Tuesday, April 12, 2011

Retirement locations announced for NASA orbiters

The planned $100 million shuttle Atlantis exhibit in Florida. (KSCVC)

NASA announced today the locations in which the three surviving space shuttle orbiters will be housed following their retirement this year.

In a ceremony at the Kennedy Space Center to mark the 30th anniversary of the first space shuttle launch, NASA administrator Charlie F. Bolden laid out where the three space rated orbiters and one air flown orbiter will be placed on display for the public to view.

In an emotional address to space center workers and Space Coast political aides, Bolden stated with excitement the future homes of NASA's pride for thirty years.

A veteran of 39 space flights, Discovery will be retired to the much anticipated Smithsonian Air and Space Museum's Steven F. Udvar-Hazy Center in Virginia.

Discovery will occupy a spacious indoor facility which was home to the test model orbiter, Enterprise.


Florida's Kennedy Space Center's Visitors Center will receive orbiter Atlantis, the fourth space rated shuttle craft.

The Kennedy Space Center's Visitor's Center will begin construction soon of a $100 million exhibit to showcase Atlantis for the public.

The planned 64,000-square foot indoor floor plan will be highlighted by displaying the space flown orbiter above the crowd, angled slightly and the payload bay doors open.

A scale model of the Hubble Space Telescope is expected to hang behind the orbiter with the orbiter's robotic arm raised skyward.

The California Science Center located in Los Angeles, near where the orbiters were built will become the new home for NASA's youngest orbiter Endeavour.

Each of the five main orbiters and the one prototype test orbiter were built at Rockwell over an eighteen year period.

The Intrepid Sea, Air and Space museum, located on New York City's west side, was selected to receive Enterprise.

The aeronautical museum hosted a viewing event in which museum president Susan Marenoff- Zausner, managers and the public were invited to watch the announcements on a 40-foot screen.

As the venue was announced as a future home, applause and screams sounded loudly over Bolden's announcement in the theater.

Named for the United States World War II aircraft carrier, the USS Intrepid is the center piece for the museum as she floats upon the Hudson River.

"People from across our nation and around our world will continue to learn from these amazing vehicles," Bolden said. "I want to congratulate all of these fine institutions, and wish them many visitors and exciting programs with the space shuttle fleet."

An emotional Bolden then added, "For all of them, take good care of our vehicles.
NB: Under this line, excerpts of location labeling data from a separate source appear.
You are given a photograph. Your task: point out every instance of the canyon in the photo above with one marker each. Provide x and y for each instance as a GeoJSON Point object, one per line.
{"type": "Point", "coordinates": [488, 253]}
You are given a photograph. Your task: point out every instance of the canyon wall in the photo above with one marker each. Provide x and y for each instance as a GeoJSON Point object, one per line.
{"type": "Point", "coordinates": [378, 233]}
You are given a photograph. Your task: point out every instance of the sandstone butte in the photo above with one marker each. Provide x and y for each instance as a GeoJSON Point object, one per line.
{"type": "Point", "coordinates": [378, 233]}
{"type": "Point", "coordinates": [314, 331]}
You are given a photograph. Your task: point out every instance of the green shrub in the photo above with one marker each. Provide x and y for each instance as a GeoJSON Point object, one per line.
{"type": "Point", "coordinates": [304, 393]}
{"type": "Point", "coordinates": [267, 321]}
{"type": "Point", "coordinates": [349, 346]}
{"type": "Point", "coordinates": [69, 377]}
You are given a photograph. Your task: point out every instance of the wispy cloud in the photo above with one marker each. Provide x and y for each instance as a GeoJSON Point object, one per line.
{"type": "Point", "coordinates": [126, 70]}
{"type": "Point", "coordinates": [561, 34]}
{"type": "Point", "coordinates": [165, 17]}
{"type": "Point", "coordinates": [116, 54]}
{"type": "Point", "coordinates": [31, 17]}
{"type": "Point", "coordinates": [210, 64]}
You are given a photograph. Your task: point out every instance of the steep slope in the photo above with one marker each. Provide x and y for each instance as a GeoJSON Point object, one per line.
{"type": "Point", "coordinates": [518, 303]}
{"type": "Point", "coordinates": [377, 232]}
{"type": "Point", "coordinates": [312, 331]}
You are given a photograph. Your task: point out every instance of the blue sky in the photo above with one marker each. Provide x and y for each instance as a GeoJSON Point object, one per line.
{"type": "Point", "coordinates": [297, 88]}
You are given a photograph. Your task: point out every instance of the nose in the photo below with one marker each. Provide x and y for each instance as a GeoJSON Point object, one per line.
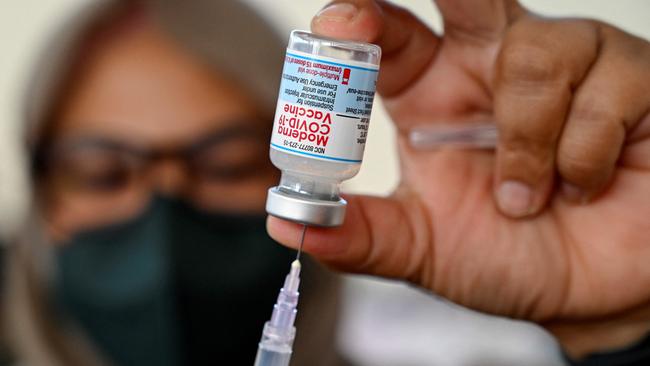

They've served the nation well, and we at NASA have a deep and abiding relationship and love affair with them that's hard to put into words."

Visibly absent from the announcement list was the home of the astronaut corps., the Johnson Space Center.

Employees and local politicians near Houston had hoped an orbiter would become a new resident at the space center.

NASA's first and second space-rated orbiters, Columbia and Challenger, were lost during flight in 2003 and 1986, respectively.

Most of what remains of both orbiters following their break up as Challenger launched on January 28, 1986, and Columbia re-entered the earth's atmosphere on February 1, 2003, are interned and sealed in old missile silos at Cape Canaveral.